A popular solution for implementing such schemes is a combination of MikroTik + an external server (for example, based on PHP or Python) or the use of ready-made platforms like Splashtopia or Wi-Fi TribeThis allows you to create beautiful landing pages with advertising banners that the user sees before entering.
⚠️ Attention: Data collection via social media and SMS is subject to personal data laws. Be sure to add a checkbox to agree to the data processing policy on the login page.
Frequently Asked Questions (FAQ)
Do I need a separate server to set up WiFi with authorization?
Not necessarily. For simple scenarios (vouchers, click-out), the capabilities of the router itself (e.g., MikroTik) are sufficient. Complex scenarios involving CRM, billing, or social media integration will require an external server or cloud service.

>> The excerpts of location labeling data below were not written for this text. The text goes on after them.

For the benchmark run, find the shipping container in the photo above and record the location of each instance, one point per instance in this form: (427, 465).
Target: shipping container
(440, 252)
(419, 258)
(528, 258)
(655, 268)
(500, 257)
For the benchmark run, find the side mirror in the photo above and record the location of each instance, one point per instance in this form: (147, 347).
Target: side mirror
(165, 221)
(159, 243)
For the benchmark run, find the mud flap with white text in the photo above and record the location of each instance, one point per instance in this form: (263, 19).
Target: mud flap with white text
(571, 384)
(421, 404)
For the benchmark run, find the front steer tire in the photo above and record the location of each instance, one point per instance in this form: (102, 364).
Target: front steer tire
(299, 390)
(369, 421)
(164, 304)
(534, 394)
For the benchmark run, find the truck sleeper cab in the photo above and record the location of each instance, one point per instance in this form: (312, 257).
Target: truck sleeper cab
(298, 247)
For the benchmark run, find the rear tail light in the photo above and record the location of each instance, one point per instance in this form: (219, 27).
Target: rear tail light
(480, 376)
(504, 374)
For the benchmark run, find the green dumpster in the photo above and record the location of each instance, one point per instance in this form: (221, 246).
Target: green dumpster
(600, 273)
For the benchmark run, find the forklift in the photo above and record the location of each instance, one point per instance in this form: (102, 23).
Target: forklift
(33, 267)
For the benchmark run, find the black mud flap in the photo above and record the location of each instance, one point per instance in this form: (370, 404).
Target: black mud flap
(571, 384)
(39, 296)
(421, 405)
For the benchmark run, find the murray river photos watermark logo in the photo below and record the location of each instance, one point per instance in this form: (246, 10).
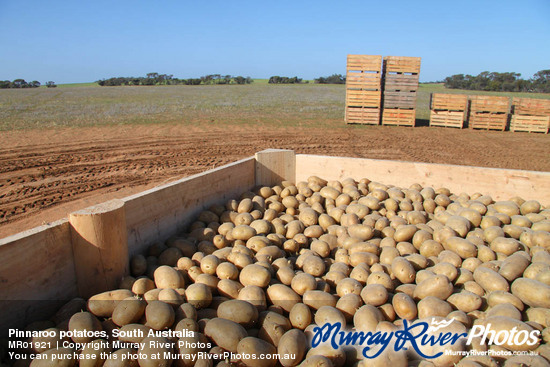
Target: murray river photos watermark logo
(417, 336)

Will authorization work if the user has JavaScript disabled?
Most modern Captive Portals require JavaScript to redirect or check status. However, the basic login form (username/password) will work without it if the page is designed correctly.
Is it possible to limit the speed for unauthorized users?
Yes, this is standard practice. You can set this parameter in the HotSpot profile settings. Rate Limit for the "pre-auth" group, which will severely limit the speed (for example, to 64 kbps) until successful login.
How to bypass HTTPS website blocking before authorization?
It's impossible to completely bypass this for SSL/TLS security reasons. However, modern browsers and operating systems automatically redirect to the portal. In Walled Garden, it's essential to add the domains of operators and key services so that the authorization page loads correctly.